UCI Study Identifies How New Neurons Grow In Adult Brain

A UC Irvine study on cell growth in the adult brain may provide important clues to the potential use of stem cells in the treatment of memory-related diseases such as Alzheimer's.

The study shows for the first time how newborn neurons in the adult brain grow and integrate into the area involved with learning and memory. The findings may prove significant because these new neurons begin in a primitive state similar to stem cells, and understanding how they mature may help stem cell research into neurological diseases.

Study results will appear in the March 12 issue (volume 1000, issues 1-2) of the journal Brain Research, a special commemorative issue in observance of its 1,000th published volume.

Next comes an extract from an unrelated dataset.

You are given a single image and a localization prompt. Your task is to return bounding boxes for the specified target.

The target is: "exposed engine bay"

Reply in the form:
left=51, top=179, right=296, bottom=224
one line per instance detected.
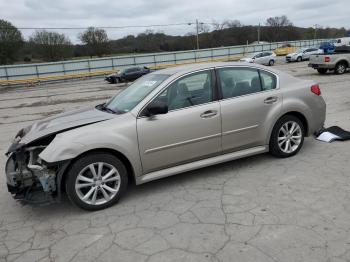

While examining how new neural cells mature in the hippocampus, the area of the brain associated with learning and memory, Charles E. Ribak, professor of anatomy and neurobiology, found that new neurons in the adult brain grow neural signaling appendages in a similar way to those found in developing brains. "The process begins with undifferentiated cells, which are cells that have no appendages, such as dendrites and axons," Ribak said. "Because stem cells also are undifferentiated, they may have the potential to grow and mature into new neurons in a similar manner."

Ribak's study was done on rats. He and his colleagues studied newborn neurons to determine when synapses form, which is the point when they become a functional part of the brain's neural circuitry. Matthew J. Korn and Zhiyin Shan of UCI and Andre Obenaus of Loma Linda University assisted in the study, which was supported by the National Institutes of Health.